Why is the topological definition of continuous the way it is?

The "normal" definition goes like this:

It is claimed that, at fixed point, for any given ball $B_\epsilon$ of radius $\epsilon$ in the image, there exists a ball $B_\delta$, in the preimage, of radius $\delta$ such that $Im (B_\delta) \subset B_\epsilon$. This is the implication $$(...) < \delta \implies (...) < \epsilon $$

Very informally, you could compare the statement, for continuous $f$,

For any ball $B_\epsilon$ in the image, you can find a ball $B_\delta$ mapping into $B_\epsilon$

and

For any ball $B_\epsilon$ in the image, its preimage contains a ball $B_\delta$

and

The preimages of open sets are open.

In topological spaces, the last one is often taken as a definition.


Regarding your interpretation

IF $U \subseteq Y$ is open THEN $f^{−1}(U)$ is open

This is perfectly valid and translates as "IF you give me an $\epsilon$ THEN I can find you a corresponding $\delta$".


Regarding the implication, let me explain in this way, to show what happens with that implication:

Let $U \subset Y$ be open, then for this set you can have its preimage, $f^{-1}(U) \subset X$, which is the set that satisfies: $$x \in f^{-1}(U) \implies f(x) \in U $$ So now you can freely say:

For any open $U \subset Y$, there is a set $f^{-1}(U) \subset X.$

If is just so happens, that $f^{-1}(U)$ is open for any open $U$, then we call $f$ continuous. Translating, this means that if it just so happens that for any given radius $\epsilon$, can find a corresponding $\delta$ such that $$ x\in B_\delta \implies f(x) \in B_\epsilon, $$ then $f$ is continuous.


A few more details:

You have be rather careful when you state exactly what you mean with mapping "nearby points to nearby points".

Given a metric, we can always have balls as subsets of that space. The open sets are precisely those that, for each $x$, have some ball around them completely contained in the open set. This is true regardless of whether the open set is a union of open intervals, the whole space, a single interval, or any other open set.

To say that $f$ maps "nearby points to nearby points" means to say that, if you fix a point $x_0$, and look at what happens to points nearby $x_0$, they will all be mapped to points close to $f(x_0)$. The exact meaning of this is that: for each fixed $x\in f^{-1}(U)$, for any ball $B_\epsilon$ around $f(x)$ (and one exists, and satisies $B_\epsilon \subset U$, by openness), there is a ball $B_\delta$ around the point $x$ that maps into $B_\epsilon$. Since $B_\epsilon \subset U$, we have $B_\delta \subset f^{-1}(U) $, which by definition makes the preimage open.
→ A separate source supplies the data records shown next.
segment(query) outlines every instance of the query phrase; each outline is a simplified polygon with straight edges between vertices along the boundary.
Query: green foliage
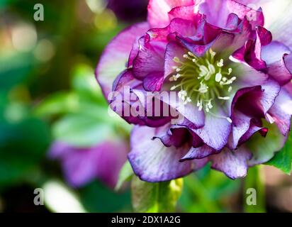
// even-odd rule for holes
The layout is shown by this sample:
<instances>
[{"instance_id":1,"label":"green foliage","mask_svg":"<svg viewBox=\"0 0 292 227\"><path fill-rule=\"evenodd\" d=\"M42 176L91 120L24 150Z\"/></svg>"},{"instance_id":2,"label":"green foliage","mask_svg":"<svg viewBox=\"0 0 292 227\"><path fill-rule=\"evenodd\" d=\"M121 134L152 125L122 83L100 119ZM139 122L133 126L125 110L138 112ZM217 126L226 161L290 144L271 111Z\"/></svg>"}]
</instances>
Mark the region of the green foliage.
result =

It's a ball around an arbitrary point completely in $f^{-1}(U) $.

Whatever open set you have, all of the points in there will be interior, so continuity (finding matching balls $B_\delta$ and $B_\epsilon$) works at each point at a time, so to speak. And now it almost rolls off the tongue: $$\forall x \ \forall \epsilon \ \exists \delta \ (...) $$

To me, it is somehow intuitively clear that if you want a statement about how some values of $f(x)$ behave, you would start with something about its target set. Maybe that's just me. You sort of start with the question "How close to $f(x_0)$ do you want the outputs of $f$ to be", which is a question about the target set.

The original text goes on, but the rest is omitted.